The game was tied at 43 with four minutes left. At that point, Norland was able to turn up the pressure and Dillard made some critical errors. Norland grabbed a one point lead with 1:30 left to play and forced Dillard to foul them. Norland made their free throws and was able to corral the rebounds from some desperate Dillard shots to tie. Norland won a very tough game by a score of 49-45.
Norland was led by 6’4 senior Cleon Roberts with 23 points while 6’6 junior Jovany Deceus added eleven. Dillard’s 6’6 senior Terrence Smith paced the Panthers with 14 points.
Game Nine: Miami Senior vs. Pompano Beach Ely
The final game of the event could have been labeled the battle for the title of best public school basketball team in the state. Miami Senior is the #1 team in the Source Hoops 8A state poll while Ely is atop our 7A poll. The game was even for the first four minutes but Ely took control by outscoring Miami 9-5 the rest of the way and led after one quarter of play by a score of 13-9.
The second quarter was all Ely as their trapping pressure and ability to rotate and recover to shooters quickly caused great problems for Miami. They led by as many as fourteen with three minutes to go before the half. Miami was able to whittle the lead down a bit but at the half was margin was ten, 33-23.
Ely maintained control the entire third quarter. Their lead never dropped below double digits and with one quarter remaining Ely had actually increased their lead by one and with one quarter remaining the score was 50-39.

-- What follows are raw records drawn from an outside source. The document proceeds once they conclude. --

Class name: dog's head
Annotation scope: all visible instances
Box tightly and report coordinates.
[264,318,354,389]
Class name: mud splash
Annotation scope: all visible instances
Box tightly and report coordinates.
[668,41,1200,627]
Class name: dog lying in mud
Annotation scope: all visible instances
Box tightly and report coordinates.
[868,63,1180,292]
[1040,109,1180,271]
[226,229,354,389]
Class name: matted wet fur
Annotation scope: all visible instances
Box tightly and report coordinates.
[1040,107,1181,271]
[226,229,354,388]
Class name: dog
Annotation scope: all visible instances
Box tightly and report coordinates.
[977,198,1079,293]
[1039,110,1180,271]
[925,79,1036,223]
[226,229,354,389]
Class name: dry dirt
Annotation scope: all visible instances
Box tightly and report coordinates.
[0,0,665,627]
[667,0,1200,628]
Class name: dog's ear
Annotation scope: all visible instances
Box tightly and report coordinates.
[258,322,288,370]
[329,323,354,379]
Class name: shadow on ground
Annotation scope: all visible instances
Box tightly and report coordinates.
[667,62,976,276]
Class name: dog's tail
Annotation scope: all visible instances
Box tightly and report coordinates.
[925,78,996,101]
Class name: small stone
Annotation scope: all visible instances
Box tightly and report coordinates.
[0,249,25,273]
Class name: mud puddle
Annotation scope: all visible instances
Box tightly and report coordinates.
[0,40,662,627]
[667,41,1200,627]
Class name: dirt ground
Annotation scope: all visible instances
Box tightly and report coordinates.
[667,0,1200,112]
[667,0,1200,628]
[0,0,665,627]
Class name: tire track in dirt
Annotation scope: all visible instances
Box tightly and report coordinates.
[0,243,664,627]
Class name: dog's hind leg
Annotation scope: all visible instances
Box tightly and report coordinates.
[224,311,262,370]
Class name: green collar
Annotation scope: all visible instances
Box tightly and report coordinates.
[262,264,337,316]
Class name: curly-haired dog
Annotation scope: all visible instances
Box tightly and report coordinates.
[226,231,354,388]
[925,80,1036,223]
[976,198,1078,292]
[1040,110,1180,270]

Ely had a fifteen point lead, 56-41 with 5:30 left to play and the gym thought the route was on. However, Miami High has a proud tradition and their kids are mentally tough. Over the next four minutes, Miami would go on a 9-0 run to make a game of it with 1:15 left and the score at 56-50. A Miami three and two free throws were sandwiched around two Ely free throws and with 20 seconds left it was down to a three point Ely lead. Again Miami hit a three and Ely connected on a basket with only six seconds left to make the score 60-58. Miami was unable to connect on a three pointer and Ely hit one of two free throws just before the final horn to make the final score 61-58 in favor of Ely.
Ely was led in scoring by both 6’6 senior Clide Geffrard and 6’7 senior Derek Walker with 14 points each. Miami High was paced by 6’4 senior Jeffrey Thomas with 12 points and both 6’2 junior Kimbrel Dervil and 6’2 junior Allen Baez added eleven.